Children & Families
The federal No Child Left Behind Act allows parents to transfer their children out of failing or dangerous public schools.
But a new publication from Parent Leadership Associates, a parent-training organization, offers advice to parents who choose not to take advantage of those options.
"Ten Tips for Parents Who Choose to Stay Put" suggests that parents identify what's working well in a district and build on that.
"Amid the inevitable bad news and challenges, it's important to identify and celebrate successes," the publication says.
To help schools be more successful, it recommends that parents take assertive roles in pushing them to get more help for children who are struggling academically, and make sure children have the time and support they need to be well-prepared for school.
The publication also encourages parents to look for ways to be involved in their children's schools and to make sure schools are giving them ways to voice their opinions.
"Many schools have gotten limited input from parents in the past and their [school improvement] plans often sit on the shelf," the booklet says. "Now that schools face real consequences, such as losing students, there's a better chance that these plans will actually be used—and your voice will count."

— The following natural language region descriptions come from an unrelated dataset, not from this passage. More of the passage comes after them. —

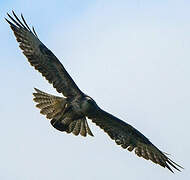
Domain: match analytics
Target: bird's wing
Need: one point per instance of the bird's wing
(42, 58)
(130, 138)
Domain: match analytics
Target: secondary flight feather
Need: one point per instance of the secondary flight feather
(70, 112)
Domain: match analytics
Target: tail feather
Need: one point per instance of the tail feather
(53, 107)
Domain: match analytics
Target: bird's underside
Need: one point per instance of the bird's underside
(70, 112)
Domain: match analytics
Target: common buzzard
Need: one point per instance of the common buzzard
(70, 112)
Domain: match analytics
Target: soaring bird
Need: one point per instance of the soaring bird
(70, 112)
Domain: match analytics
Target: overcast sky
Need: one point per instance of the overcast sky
(132, 57)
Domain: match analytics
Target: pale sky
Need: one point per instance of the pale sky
(132, 57)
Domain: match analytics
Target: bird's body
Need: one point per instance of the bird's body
(70, 112)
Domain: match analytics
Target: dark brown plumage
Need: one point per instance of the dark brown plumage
(69, 113)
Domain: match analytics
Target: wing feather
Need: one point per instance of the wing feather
(42, 58)
(131, 139)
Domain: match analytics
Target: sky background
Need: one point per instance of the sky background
(132, 57)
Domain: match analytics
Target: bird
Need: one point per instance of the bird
(70, 112)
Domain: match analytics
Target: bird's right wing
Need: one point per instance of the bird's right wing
(130, 138)
(42, 58)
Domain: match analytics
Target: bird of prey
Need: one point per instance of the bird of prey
(70, 112)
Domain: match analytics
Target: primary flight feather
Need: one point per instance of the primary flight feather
(70, 112)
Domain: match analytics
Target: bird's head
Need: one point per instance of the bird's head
(88, 105)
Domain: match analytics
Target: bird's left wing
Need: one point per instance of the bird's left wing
(42, 58)
(130, 138)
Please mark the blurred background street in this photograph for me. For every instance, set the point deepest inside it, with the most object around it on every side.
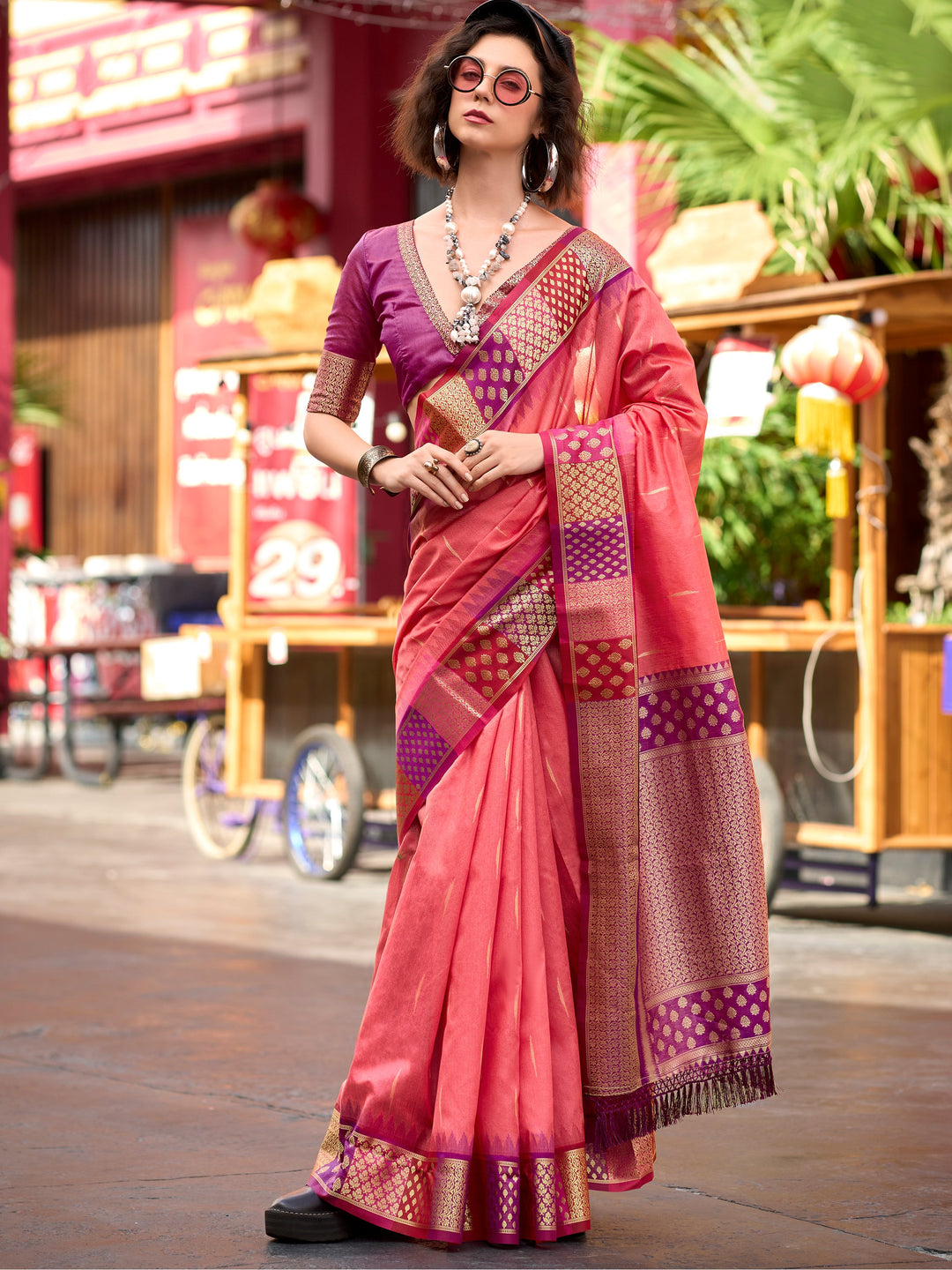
(175, 1029)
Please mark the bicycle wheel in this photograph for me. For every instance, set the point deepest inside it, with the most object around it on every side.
(770, 825)
(221, 826)
(29, 743)
(323, 811)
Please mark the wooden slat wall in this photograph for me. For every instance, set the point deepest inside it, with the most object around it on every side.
(88, 305)
(919, 778)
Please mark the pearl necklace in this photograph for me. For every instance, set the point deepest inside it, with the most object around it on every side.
(466, 324)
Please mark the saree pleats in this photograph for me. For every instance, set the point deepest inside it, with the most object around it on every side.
(462, 1117)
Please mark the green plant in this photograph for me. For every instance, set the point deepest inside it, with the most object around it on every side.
(36, 395)
(836, 116)
(763, 517)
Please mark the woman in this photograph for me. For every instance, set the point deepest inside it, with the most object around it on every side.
(574, 947)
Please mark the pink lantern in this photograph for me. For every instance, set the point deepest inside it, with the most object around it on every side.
(834, 365)
(277, 219)
(837, 354)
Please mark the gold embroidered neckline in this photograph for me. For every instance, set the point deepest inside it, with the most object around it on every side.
(428, 297)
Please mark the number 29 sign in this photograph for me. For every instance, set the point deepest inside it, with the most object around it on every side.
(299, 560)
(302, 516)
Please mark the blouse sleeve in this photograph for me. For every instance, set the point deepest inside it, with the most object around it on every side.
(351, 346)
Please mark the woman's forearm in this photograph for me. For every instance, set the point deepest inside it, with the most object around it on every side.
(334, 442)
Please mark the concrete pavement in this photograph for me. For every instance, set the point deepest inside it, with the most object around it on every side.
(175, 1032)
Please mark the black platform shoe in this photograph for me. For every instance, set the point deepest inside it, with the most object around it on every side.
(308, 1218)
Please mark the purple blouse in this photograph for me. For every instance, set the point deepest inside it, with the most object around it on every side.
(385, 297)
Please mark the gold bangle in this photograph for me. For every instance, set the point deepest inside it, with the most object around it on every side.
(368, 460)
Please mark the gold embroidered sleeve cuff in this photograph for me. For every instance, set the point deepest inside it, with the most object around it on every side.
(339, 386)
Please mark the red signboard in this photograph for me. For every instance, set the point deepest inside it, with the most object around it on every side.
(26, 490)
(302, 516)
(212, 277)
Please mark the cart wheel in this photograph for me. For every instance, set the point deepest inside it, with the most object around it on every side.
(323, 811)
(221, 826)
(770, 825)
(90, 751)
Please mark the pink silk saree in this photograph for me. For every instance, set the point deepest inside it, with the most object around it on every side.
(574, 946)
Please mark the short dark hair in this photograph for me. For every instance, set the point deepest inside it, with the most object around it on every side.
(424, 101)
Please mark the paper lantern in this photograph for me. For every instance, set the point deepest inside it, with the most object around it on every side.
(276, 217)
(834, 365)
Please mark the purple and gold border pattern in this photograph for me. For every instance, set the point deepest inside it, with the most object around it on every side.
(339, 386)
(599, 658)
(471, 684)
(524, 333)
(453, 1197)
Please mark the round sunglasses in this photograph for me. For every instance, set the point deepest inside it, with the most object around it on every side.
(509, 88)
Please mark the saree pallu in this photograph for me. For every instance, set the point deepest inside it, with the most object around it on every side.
(574, 946)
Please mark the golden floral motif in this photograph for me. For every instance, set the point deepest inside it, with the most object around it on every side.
(339, 386)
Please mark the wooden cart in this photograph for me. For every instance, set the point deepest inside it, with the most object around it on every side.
(904, 788)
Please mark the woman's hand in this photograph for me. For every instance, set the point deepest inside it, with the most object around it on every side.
(504, 453)
(444, 485)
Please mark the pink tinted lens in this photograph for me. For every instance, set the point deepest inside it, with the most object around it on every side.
(465, 74)
(512, 86)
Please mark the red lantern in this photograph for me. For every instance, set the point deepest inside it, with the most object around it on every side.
(277, 219)
(834, 365)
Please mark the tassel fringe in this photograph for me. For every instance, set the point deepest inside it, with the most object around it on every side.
(725, 1082)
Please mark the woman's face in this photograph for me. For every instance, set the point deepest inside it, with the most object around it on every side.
(478, 120)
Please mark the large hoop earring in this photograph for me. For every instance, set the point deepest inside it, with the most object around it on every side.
(551, 168)
(439, 149)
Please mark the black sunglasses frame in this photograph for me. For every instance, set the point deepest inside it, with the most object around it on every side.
(508, 70)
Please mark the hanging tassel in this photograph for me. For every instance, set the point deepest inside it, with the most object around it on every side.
(837, 490)
(825, 421)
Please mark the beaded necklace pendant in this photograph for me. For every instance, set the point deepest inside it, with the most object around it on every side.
(466, 324)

The publication also emphasizes that parents should evaluate school improvement plans to make sure school leaders are focusing on areas where students need the most help.
In addition, it recommends that they talk with other parents about the school's "parent involvement policy," raising questions such as "What kind of training will parents get in order to better understand the school's academic standards and tests?"
Parent Leadership Associates is a joint effort between the Prichard Committee for Academic Excellence, a citizen's advocacy group based in Lexington, Ky., and KSA-Plus Communications, a marketing company in Arlington, Va.
Beyond the "Ten Tips" booklet, Parent Leadership Associates provides free publications that explain in greater detail what parents need to know about the No Child Left Behind Act.